Pour un transport en commun plus efficace et moins coûteux !

En 2013, le budget de la STM est de 1,3 milliards de dollars.Le déficit est de 20 M $ et selon la direction, il va augmenter au cours des prochaines années. Il y a trois ans, il y avait une dizaine d’inspecteurs et aujourd’hui, il y en a deux cents. La perception étant déjà assurée par les changeurs dans les stations de métro et par les chauffeurs dans les autobus, le rôle des inspecteurs est inutile. En fait, les inspecteurs sont nécessaires là où le paiement est fait sur l’honneur comme sur les trains de banlieue de l’AMT. Les inspecteurs, que les changeurs et chauffeurs surnomment les « policiers bonbon », ne contribuent pas à augmenter la sécurité. En cas de besoin, les policiers sont les seuls à pouvoir assurer la sécurité. Intégrité Montréal estime que les inspecteurs coûtent 50 M $ par année et propose d’abolir ce poste. Tous les autobus sont munis de capteurs de mesure qui permettent de savoir combien de passagers voyagent à telle ou telle heure de la journée. Intégrité Montréal propose d’acquérir une flotte de minibus permettant de transporter vingt personnes qui voyageraient les passagers sur les circuits et pendant les heures où l’achalandage est moindre. Une équipe de répartiteurs se servirait des données fournies par les capteurs et ferait la coordination des véhicules de transport. Cette mesure permettrait d’épargner des millions de dollars, puisqu’un autobus neuf coûtent 600 000 $ et un minibus, dix fois moins chers. En ce qui concerne les autobus neufs, Intégrité Montréal propose que la STM exige une garantie prolongée à Nova Bus, un de ses fournisseurs. À l’heure actuelle, si Nova Bus fournit un autobus défectueux à la STM, ce sont ses propres mécaniciens qui se chargent de les réparer. Intégrité Montréal s’oppose à l’implantation d’un tramway, parce que ce moyen de transport appartient au siècle passé et il est beaucoup trop coûteux. Intégrité Montréal préconise l’implantation de métrobus (autobus articulés) électriques notamment sur les boulevards Saint-Laurent et Notre-Dame et sur la rue Sherbrooke. Pour que le métrobus soit efficace et rapide, il faudra non seulement aménager des voies réservées, mais pourvoir tous les feux de circulation d’un feu prioritaire comme il y a sur la rue Saint-Denis à l’angle du boulevard Saint-Joseph.
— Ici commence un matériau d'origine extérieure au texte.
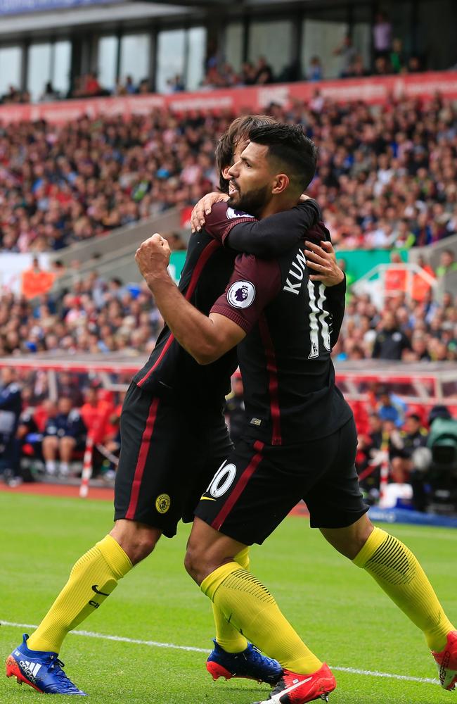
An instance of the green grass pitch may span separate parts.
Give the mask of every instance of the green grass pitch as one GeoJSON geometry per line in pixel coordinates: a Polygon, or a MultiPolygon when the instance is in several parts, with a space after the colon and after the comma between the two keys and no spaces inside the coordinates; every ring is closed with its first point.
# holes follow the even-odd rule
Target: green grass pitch
{"type": "MultiPolygon", "coordinates": [[[[4,659],[37,624],[70,568],[110,529],[107,502],[0,493],[0,645],[4,659]]],[[[209,602],[184,572],[188,527],[162,539],[79,629],[175,646],[211,648],[209,602]]],[[[395,526],[416,553],[449,617],[457,622],[457,532],[395,526]]],[[[335,668],[435,678],[422,634],[362,570],[327,545],[307,521],[289,517],[252,551],[252,569],[309,646],[335,668]]],[[[204,653],[70,634],[60,657],[90,704],[251,704],[269,689],[248,681],[213,683],[204,653]]],[[[335,670],[332,704],[435,704],[452,701],[437,684],[335,670]]],[[[40,695],[0,677],[2,704],[40,695]]],[[[73,697],[60,697],[59,700],[73,697]]]]}

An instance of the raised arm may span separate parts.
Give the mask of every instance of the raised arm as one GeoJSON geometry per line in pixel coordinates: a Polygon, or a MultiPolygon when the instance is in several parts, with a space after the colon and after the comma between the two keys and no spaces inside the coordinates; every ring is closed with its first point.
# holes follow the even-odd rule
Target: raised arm
{"type": "Polygon", "coordinates": [[[230,230],[225,244],[246,254],[266,258],[277,256],[303,241],[320,217],[317,203],[308,199],[290,210],[236,225],[230,230]]]}
{"type": "Polygon", "coordinates": [[[206,218],[205,230],[225,246],[268,258],[304,241],[320,216],[319,207],[312,199],[262,220],[235,210],[226,203],[217,203],[206,218]]]}

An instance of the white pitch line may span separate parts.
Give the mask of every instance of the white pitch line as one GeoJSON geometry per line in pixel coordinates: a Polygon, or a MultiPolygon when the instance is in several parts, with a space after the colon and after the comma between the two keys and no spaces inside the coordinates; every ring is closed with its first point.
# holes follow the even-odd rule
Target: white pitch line
{"type": "MultiPolygon", "coordinates": [[[[1,621],[0,626],[10,626],[13,628],[35,629],[37,627],[32,623],[13,623],[11,621],[1,621]]],[[[136,638],[125,638],[123,636],[107,636],[103,633],[95,633],[93,631],[72,631],[74,636],[85,636],[87,638],[100,638],[104,641],[117,641],[121,643],[134,643],[139,646],[149,646],[151,648],[170,648],[175,650],[190,650],[193,653],[210,653],[205,648],[194,648],[193,646],[177,646],[174,643],[159,643],[157,641],[141,641],[136,638]]],[[[357,670],[355,667],[336,667],[329,666],[332,670],[340,672],[349,672],[351,674],[363,674],[369,677],[387,677],[389,679],[401,679],[407,682],[422,682],[426,684],[439,684],[437,679],[431,677],[412,677],[407,674],[392,674],[391,672],[378,672],[370,670],[357,670]]]]}

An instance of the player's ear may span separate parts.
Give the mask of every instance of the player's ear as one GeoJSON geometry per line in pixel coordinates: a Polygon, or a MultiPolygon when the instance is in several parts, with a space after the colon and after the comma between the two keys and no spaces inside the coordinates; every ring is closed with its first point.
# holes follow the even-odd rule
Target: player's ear
{"type": "Polygon", "coordinates": [[[288,188],[289,183],[289,177],[287,174],[277,174],[273,182],[271,193],[275,196],[279,196],[288,188]]]}

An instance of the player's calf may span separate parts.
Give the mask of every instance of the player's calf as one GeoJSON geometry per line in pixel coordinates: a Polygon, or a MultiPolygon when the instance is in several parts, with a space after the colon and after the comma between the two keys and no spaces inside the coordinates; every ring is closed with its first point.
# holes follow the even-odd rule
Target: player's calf
{"type": "Polygon", "coordinates": [[[336,680],[325,662],[312,674],[297,674],[285,670],[269,698],[256,704],[306,704],[316,699],[328,701],[328,695],[335,687],[336,680]]]}

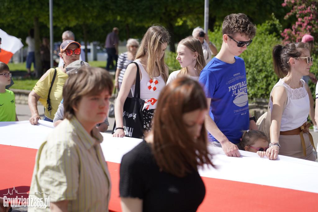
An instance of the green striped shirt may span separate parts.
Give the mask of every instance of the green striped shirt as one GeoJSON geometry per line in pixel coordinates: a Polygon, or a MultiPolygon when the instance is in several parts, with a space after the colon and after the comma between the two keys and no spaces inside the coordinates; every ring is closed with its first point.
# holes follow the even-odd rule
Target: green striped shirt
{"type": "Polygon", "coordinates": [[[103,137],[95,128],[92,135],[75,117],[54,129],[37,154],[30,197],[68,200],[69,211],[108,211],[111,182],[100,147],[103,137]]]}

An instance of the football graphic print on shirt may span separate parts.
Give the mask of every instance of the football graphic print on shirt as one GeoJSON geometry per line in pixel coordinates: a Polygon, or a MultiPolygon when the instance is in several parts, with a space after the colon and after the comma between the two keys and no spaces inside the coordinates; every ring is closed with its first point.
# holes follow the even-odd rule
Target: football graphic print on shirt
{"type": "Polygon", "coordinates": [[[154,105],[155,104],[155,103],[156,103],[157,102],[157,100],[155,98],[151,98],[151,99],[149,99],[148,100],[146,100],[145,102],[145,104],[143,106],[143,108],[142,109],[143,110],[145,108],[146,108],[147,110],[149,110],[149,106],[150,106],[150,105],[154,105]]]}

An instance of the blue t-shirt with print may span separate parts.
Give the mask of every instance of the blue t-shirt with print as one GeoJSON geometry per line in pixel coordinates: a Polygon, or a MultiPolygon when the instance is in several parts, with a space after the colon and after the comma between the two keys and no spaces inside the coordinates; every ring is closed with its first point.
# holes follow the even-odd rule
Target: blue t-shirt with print
{"type": "MultiPolygon", "coordinates": [[[[211,99],[210,116],[229,140],[237,144],[250,123],[245,63],[240,58],[235,59],[231,64],[213,58],[201,72],[199,82],[211,99]]],[[[218,141],[209,132],[208,138],[218,141]]]]}

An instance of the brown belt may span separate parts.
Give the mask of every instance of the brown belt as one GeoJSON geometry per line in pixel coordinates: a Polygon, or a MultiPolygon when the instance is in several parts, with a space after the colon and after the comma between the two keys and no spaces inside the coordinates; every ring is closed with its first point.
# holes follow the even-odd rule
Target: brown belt
{"type": "Polygon", "coordinates": [[[311,124],[310,123],[305,123],[300,127],[296,128],[294,130],[288,130],[287,131],[280,131],[280,134],[282,135],[299,135],[300,136],[300,139],[301,141],[301,145],[302,146],[302,151],[304,152],[304,155],[306,156],[306,146],[305,144],[305,139],[304,139],[304,132],[308,132],[309,136],[309,140],[310,141],[311,145],[314,149],[316,151],[315,145],[314,144],[314,139],[311,134],[309,132],[309,127],[310,126],[311,124]]]}

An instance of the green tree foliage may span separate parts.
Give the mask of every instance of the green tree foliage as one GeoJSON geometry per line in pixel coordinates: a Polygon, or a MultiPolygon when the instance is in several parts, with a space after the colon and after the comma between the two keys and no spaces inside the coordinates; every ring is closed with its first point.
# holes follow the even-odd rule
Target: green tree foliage
{"type": "MultiPolygon", "coordinates": [[[[245,62],[249,98],[267,99],[279,78],[273,69],[273,48],[280,43],[279,34],[281,26],[273,15],[272,19],[257,26],[256,36],[247,50],[240,57],[245,62]]],[[[219,50],[222,41],[222,29],[217,27],[209,33],[210,40],[219,50]]]]}

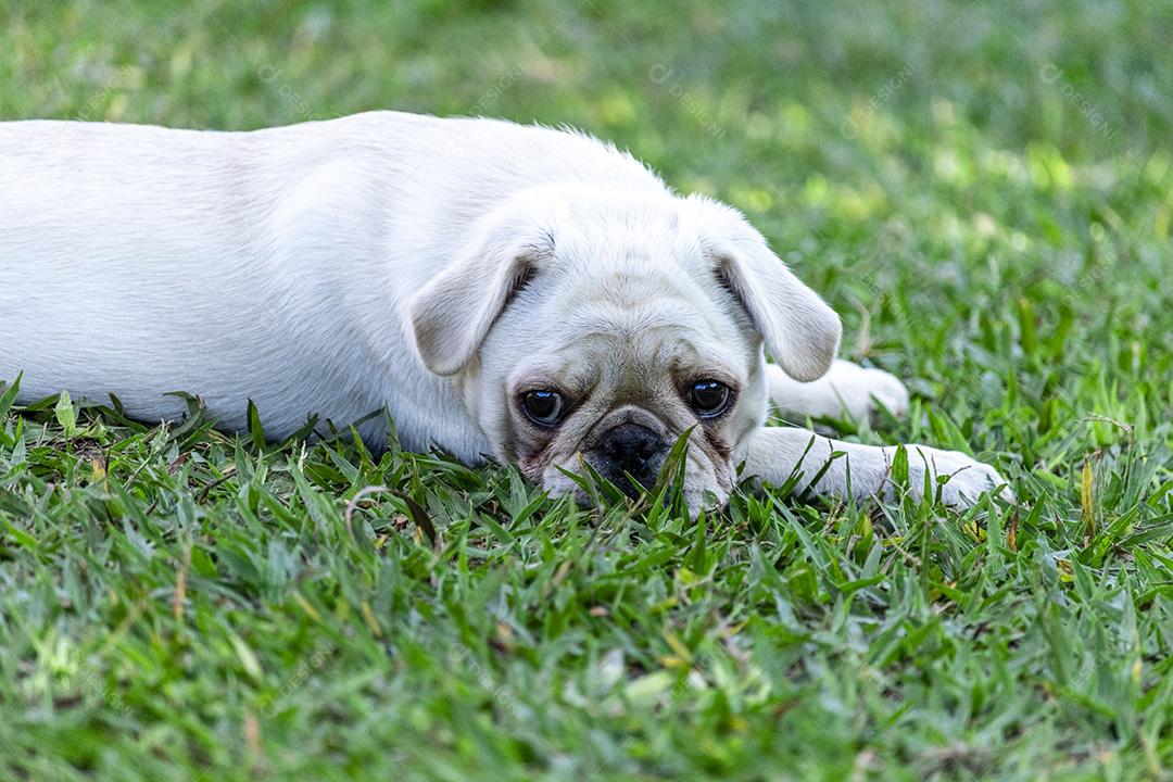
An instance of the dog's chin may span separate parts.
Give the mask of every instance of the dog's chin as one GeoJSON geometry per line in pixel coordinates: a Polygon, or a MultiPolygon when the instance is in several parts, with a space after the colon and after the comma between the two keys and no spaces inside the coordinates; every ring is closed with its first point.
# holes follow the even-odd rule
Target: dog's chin
{"type": "MultiPolygon", "coordinates": [[[[583,508],[592,508],[597,504],[597,498],[604,496],[601,491],[588,491],[583,488],[584,480],[577,480],[567,475],[571,472],[581,476],[577,463],[574,464],[550,464],[542,474],[542,488],[551,497],[572,497],[583,508]],[[563,471],[564,470],[564,471],[563,471]]],[[[733,474],[732,465],[725,470],[716,469],[707,461],[689,458],[685,465],[684,485],[680,496],[689,509],[689,516],[696,519],[700,511],[723,508],[733,491],[731,482],[720,480],[720,472],[733,474]]],[[[586,478],[589,482],[589,478],[586,478]]]]}

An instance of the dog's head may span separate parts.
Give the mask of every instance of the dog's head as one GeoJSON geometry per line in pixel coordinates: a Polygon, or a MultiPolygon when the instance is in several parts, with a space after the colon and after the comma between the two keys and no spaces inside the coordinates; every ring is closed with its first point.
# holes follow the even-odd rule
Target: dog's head
{"type": "Polygon", "coordinates": [[[726,499],[765,421],[762,346],[813,380],[840,336],[737,211],[658,193],[515,197],[409,314],[423,363],[456,376],[496,458],[551,494],[585,499],[564,472],[583,463],[635,494],[687,435],[693,512],[726,499]]]}

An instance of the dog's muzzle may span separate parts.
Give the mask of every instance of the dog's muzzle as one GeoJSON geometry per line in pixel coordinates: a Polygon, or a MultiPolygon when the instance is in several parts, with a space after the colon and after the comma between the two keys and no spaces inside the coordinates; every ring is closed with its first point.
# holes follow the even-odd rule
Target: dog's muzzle
{"type": "Polygon", "coordinates": [[[656,478],[667,457],[669,443],[638,423],[621,423],[608,429],[586,453],[596,471],[629,497],[638,497],[639,488],[656,485],[656,478]],[[630,478],[628,476],[631,476],[630,478]]]}

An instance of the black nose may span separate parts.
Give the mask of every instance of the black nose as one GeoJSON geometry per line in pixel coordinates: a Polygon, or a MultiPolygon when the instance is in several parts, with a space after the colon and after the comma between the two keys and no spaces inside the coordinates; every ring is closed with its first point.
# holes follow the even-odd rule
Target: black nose
{"type": "Polygon", "coordinates": [[[656,476],[664,463],[664,441],[638,423],[612,427],[598,441],[594,451],[595,469],[629,497],[636,497],[639,492],[628,480],[628,475],[650,488],[656,484],[656,476]]]}

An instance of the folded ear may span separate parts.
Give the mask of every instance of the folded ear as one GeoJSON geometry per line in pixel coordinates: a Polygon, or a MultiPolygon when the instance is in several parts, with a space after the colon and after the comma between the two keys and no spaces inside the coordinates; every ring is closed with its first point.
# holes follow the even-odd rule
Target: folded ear
{"type": "Polygon", "coordinates": [[[791,378],[816,380],[839,352],[839,315],[771,252],[735,210],[701,198],[700,242],[718,279],[737,297],[774,361],[791,378]]]}
{"type": "Polygon", "coordinates": [[[408,302],[423,365],[438,375],[460,372],[534,265],[552,251],[552,236],[513,210],[476,225],[460,257],[408,302]]]}

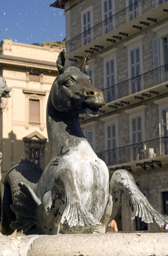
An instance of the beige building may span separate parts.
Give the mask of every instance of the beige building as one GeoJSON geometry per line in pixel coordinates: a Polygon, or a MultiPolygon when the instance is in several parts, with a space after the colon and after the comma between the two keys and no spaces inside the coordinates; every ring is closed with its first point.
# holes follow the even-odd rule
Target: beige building
{"type": "MultiPolygon", "coordinates": [[[[81,116],[93,149],[116,169],[131,172],[151,205],[168,214],[168,1],[62,0],[67,57],[78,66],[88,52],[88,74],[106,104],[99,116],[81,116]]],[[[131,221],[124,194],[119,230],[156,230],[131,221]]]]}
{"type": "Polygon", "coordinates": [[[44,170],[50,161],[46,108],[51,87],[58,75],[59,47],[3,40],[0,43],[0,76],[12,90],[1,98],[0,147],[2,180],[22,158],[44,170]]]}

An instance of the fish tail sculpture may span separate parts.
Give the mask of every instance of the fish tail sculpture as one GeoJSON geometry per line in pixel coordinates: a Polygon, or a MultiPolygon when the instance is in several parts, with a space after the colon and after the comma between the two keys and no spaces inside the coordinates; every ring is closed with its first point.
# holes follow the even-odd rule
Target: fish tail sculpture
{"type": "Polygon", "coordinates": [[[133,176],[118,170],[109,185],[105,163],[93,150],[81,129],[79,115],[92,117],[105,105],[103,92],[85,73],[88,55],[79,68],[68,68],[64,50],[57,61],[59,76],[54,81],[47,108],[50,159],[44,172],[22,160],[0,184],[0,231],[15,229],[26,235],[105,233],[118,212],[123,191],[131,204],[131,219],[139,216],[159,225],[168,219],[150,204],[133,176]],[[11,207],[11,208],[10,208],[11,207]]]}

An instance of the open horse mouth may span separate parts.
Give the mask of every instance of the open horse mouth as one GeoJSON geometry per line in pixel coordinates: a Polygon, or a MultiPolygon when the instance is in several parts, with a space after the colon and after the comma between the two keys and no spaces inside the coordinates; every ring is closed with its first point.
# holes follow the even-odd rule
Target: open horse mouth
{"type": "Polygon", "coordinates": [[[86,114],[90,116],[96,117],[100,114],[99,108],[102,108],[101,106],[96,106],[91,104],[86,104],[82,102],[81,104],[81,107],[86,114]]]}

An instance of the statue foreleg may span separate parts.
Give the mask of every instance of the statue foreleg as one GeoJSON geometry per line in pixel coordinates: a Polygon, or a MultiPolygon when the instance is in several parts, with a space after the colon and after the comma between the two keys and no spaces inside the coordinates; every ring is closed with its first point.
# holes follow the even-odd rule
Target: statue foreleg
{"type": "Polygon", "coordinates": [[[65,199],[61,223],[66,221],[70,228],[78,224],[81,227],[101,225],[83,204],[76,180],[75,172],[66,168],[60,170],[55,175],[54,183],[63,188],[65,199]]]}
{"type": "Polygon", "coordinates": [[[146,223],[153,222],[154,219],[160,226],[164,223],[168,224],[168,219],[154,209],[140,191],[132,174],[124,170],[115,172],[110,182],[109,193],[112,197],[113,207],[109,223],[119,210],[123,190],[131,203],[133,211],[131,220],[134,220],[139,213],[141,221],[146,223]]]}

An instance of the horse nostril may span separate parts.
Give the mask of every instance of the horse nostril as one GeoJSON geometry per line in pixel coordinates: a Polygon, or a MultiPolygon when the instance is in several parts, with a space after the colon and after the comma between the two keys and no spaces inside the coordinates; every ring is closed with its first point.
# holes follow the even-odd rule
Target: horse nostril
{"type": "Polygon", "coordinates": [[[93,91],[88,91],[86,92],[86,94],[87,95],[94,95],[95,93],[93,91]]]}

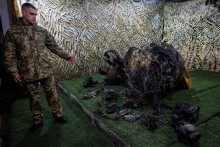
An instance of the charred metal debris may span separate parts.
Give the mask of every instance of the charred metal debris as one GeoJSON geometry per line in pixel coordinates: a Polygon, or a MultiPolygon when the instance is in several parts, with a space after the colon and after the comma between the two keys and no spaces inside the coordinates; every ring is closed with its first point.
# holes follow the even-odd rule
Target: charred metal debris
{"type": "MultiPolygon", "coordinates": [[[[190,123],[198,119],[199,107],[187,103],[177,103],[175,107],[170,107],[160,103],[167,92],[186,85],[184,59],[172,45],[152,43],[144,50],[131,47],[124,57],[116,50],[109,50],[104,53],[104,57],[109,67],[107,72],[100,70],[100,73],[106,73],[106,79],[101,87],[83,97],[89,99],[102,93],[96,104],[98,115],[111,120],[123,118],[129,122],[142,118],[141,124],[147,126],[150,131],[154,131],[163,124],[170,125],[178,134],[179,141],[185,144],[198,142],[201,135],[190,123]],[[116,58],[112,59],[110,54],[116,58]],[[122,106],[117,104],[118,93],[107,87],[115,84],[126,87],[122,106]],[[101,108],[104,102],[106,113],[101,108]],[[153,114],[131,113],[132,108],[147,108],[149,105],[154,109],[153,114]],[[172,120],[163,122],[159,120],[165,115],[161,109],[163,106],[173,112],[172,120]],[[112,113],[116,115],[110,115],[112,113]]],[[[87,81],[93,80],[89,77],[83,84],[94,83],[87,81]]]]}

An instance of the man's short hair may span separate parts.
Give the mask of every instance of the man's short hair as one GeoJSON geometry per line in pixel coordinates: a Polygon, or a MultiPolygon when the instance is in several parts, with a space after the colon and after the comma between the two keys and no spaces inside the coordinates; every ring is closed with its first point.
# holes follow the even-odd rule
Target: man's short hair
{"type": "Polygon", "coordinates": [[[22,6],[21,6],[21,10],[25,11],[26,8],[33,8],[35,10],[37,10],[32,4],[30,3],[24,3],[22,6]]]}

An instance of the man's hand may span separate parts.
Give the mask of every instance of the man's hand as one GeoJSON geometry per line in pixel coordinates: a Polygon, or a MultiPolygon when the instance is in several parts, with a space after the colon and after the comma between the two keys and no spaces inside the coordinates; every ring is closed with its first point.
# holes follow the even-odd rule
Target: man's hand
{"type": "Polygon", "coordinates": [[[74,64],[75,63],[75,60],[73,59],[73,57],[69,56],[67,61],[70,63],[70,64],[74,64]]]}
{"type": "Polygon", "coordinates": [[[16,82],[16,83],[17,83],[17,82],[23,82],[23,81],[21,80],[21,77],[20,77],[19,74],[16,74],[15,77],[14,77],[14,79],[15,79],[15,82],[16,82]]]}

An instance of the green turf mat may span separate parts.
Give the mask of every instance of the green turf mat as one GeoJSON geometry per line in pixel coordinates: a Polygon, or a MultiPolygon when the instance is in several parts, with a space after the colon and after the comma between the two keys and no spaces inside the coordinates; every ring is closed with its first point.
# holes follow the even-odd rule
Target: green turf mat
{"type": "Polygon", "coordinates": [[[3,117],[1,133],[3,146],[19,147],[70,147],[70,146],[115,146],[82,111],[70,102],[63,93],[58,93],[63,112],[68,118],[66,124],[54,121],[44,94],[41,93],[44,126],[38,132],[29,133],[31,113],[28,99],[14,102],[3,117]]]}
{"type": "MultiPolygon", "coordinates": [[[[217,116],[209,122],[201,125],[198,131],[201,134],[201,139],[195,147],[219,147],[220,146],[220,117],[217,116]]],[[[177,142],[170,145],[170,147],[187,147],[186,145],[177,142]]]]}
{"type": "MultiPolygon", "coordinates": [[[[176,102],[187,102],[191,105],[200,107],[200,118],[195,125],[199,125],[208,121],[211,117],[220,112],[219,109],[219,92],[220,92],[220,73],[207,72],[207,71],[191,71],[190,76],[193,82],[193,88],[191,90],[179,90],[171,92],[164,102],[170,106],[174,106],[176,102]]],[[[130,123],[124,119],[118,121],[112,121],[104,119],[95,113],[96,102],[98,96],[91,99],[84,100],[82,97],[99,87],[105,76],[94,75],[94,80],[98,80],[99,84],[93,88],[84,88],[83,80],[73,79],[68,81],[62,81],[60,84],[69,92],[77,97],[77,99],[94,115],[100,119],[104,124],[113,130],[119,137],[123,138],[131,146],[169,146],[177,142],[177,136],[169,126],[162,126],[155,132],[150,132],[147,128],[141,125],[140,120],[130,123]]],[[[119,93],[118,104],[122,105],[125,90],[122,86],[110,86],[119,93]]],[[[103,107],[106,107],[103,104],[103,107]]],[[[103,109],[105,110],[105,109],[103,109]]],[[[138,108],[132,110],[133,113],[149,114],[153,110],[151,107],[147,109],[138,108]]],[[[166,117],[163,120],[171,118],[171,112],[165,110],[166,117]]],[[[206,141],[207,138],[201,138],[201,141],[206,141]]],[[[203,146],[202,144],[200,146],[203,146]]]]}

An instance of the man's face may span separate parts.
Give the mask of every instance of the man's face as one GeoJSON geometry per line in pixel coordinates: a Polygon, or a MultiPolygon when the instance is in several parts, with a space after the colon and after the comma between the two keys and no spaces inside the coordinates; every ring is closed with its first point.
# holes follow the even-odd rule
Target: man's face
{"type": "Polygon", "coordinates": [[[26,24],[34,24],[36,22],[37,10],[33,8],[26,8],[22,10],[23,21],[26,24]]]}

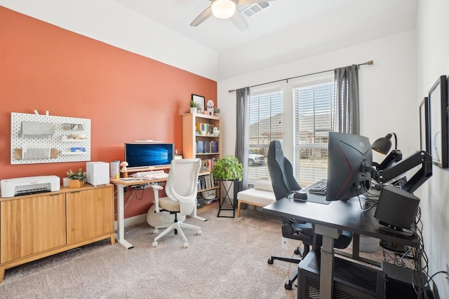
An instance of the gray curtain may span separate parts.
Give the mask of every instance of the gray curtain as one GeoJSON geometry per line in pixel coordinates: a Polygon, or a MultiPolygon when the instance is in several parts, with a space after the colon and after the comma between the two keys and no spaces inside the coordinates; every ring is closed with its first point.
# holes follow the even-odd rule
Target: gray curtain
{"type": "Polygon", "coordinates": [[[334,131],[360,134],[358,107],[358,66],[334,69],[335,78],[335,111],[334,131]]]}
{"type": "Polygon", "coordinates": [[[246,87],[236,90],[236,158],[243,165],[243,179],[236,182],[234,188],[234,201],[237,200],[237,192],[248,189],[248,158],[249,149],[249,121],[248,106],[250,99],[250,88],[246,87]]]}

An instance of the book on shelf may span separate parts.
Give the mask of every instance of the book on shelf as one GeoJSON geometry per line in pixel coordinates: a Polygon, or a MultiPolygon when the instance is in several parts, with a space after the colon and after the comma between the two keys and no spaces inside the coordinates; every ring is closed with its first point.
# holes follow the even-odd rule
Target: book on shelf
{"type": "Polygon", "coordinates": [[[196,146],[196,153],[218,153],[218,141],[215,140],[198,140],[196,146]]]}
{"type": "Polygon", "coordinates": [[[202,172],[211,172],[213,169],[213,163],[215,161],[215,158],[203,159],[201,160],[201,171],[202,172]]]}
{"type": "Polygon", "coordinates": [[[215,181],[212,174],[208,174],[198,177],[198,191],[201,191],[204,189],[209,189],[215,186],[215,181]]]}

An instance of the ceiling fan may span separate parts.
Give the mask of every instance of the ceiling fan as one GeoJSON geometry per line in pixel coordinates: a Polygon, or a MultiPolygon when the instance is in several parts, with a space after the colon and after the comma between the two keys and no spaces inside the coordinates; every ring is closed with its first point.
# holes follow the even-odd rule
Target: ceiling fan
{"type": "Polygon", "coordinates": [[[206,8],[190,24],[190,26],[196,27],[206,21],[211,15],[220,19],[230,18],[234,24],[240,30],[248,28],[248,23],[245,20],[243,15],[236,8],[238,5],[250,5],[260,2],[268,2],[273,0],[209,0],[211,1],[210,6],[206,8]]]}

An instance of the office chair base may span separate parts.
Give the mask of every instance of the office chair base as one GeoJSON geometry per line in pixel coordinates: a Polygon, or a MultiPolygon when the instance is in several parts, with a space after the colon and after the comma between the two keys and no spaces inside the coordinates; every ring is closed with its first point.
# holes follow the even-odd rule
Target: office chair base
{"type": "MultiPolygon", "coordinates": [[[[160,228],[159,226],[158,226],[158,228],[160,228]]],[[[157,233],[158,228],[155,228],[154,230],[153,230],[153,232],[154,233],[157,233]]],[[[157,245],[158,245],[157,240],[159,240],[162,237],[163,237],[164,235],[166,235],[168,232],[171,232],[172,230],[174,230],[175,231],[175,235],[177,235],[177,232],[179,232],[180,235],[181,235],[181,237],[182,237],[182,239],[184,240],[184,248],[188,248],[189,247],[189,242],[187,242],[187,238],[185,237],[185,235],[184,235],[184,232],[182,232],[182,230],[181,229],[181,228],[197,230],[196,233],[199,235],[203,234],[203,231],[201,230],[201,228],[200,228],[199,226],[192,225],[192,224],[185,223],[182,221],[175,222],[175,223],[172,223],[170,226],[166,228],[165,229],[165,230],[163,231],[161,233],[161,235],[158,235],[157,237],[156,237],[154,238],[154,240],[153,241],[153,247],[157,247],[157,245]]]]}
{"type": "Polygon", "coordinates": [[[294,263],[295,264],[299,264],[302,260],[301,258],[284,258],[283,256],[270,256],[270,258],[268,259],[268,263],[272,265],[274,262],[274,260],[282,260],[283,262],[294,263]]]}

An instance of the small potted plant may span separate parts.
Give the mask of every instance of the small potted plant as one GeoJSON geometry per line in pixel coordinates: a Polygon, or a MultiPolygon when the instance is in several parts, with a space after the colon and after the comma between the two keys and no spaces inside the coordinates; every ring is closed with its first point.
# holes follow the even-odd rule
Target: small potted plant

La perception rapporte 499 M $, dont 90 M $ provenant des tarifs réduits et Intégrité Montréal croit que les mesures qu’il propose fera économiser des dizaines de millions de dollars à la STM ce qui permettra d’offrir la gratuité du transport en commun aux élèves d’âge scolaire, aux étudiants, aux aînés et aux parents accompagnés de jeunes enfants.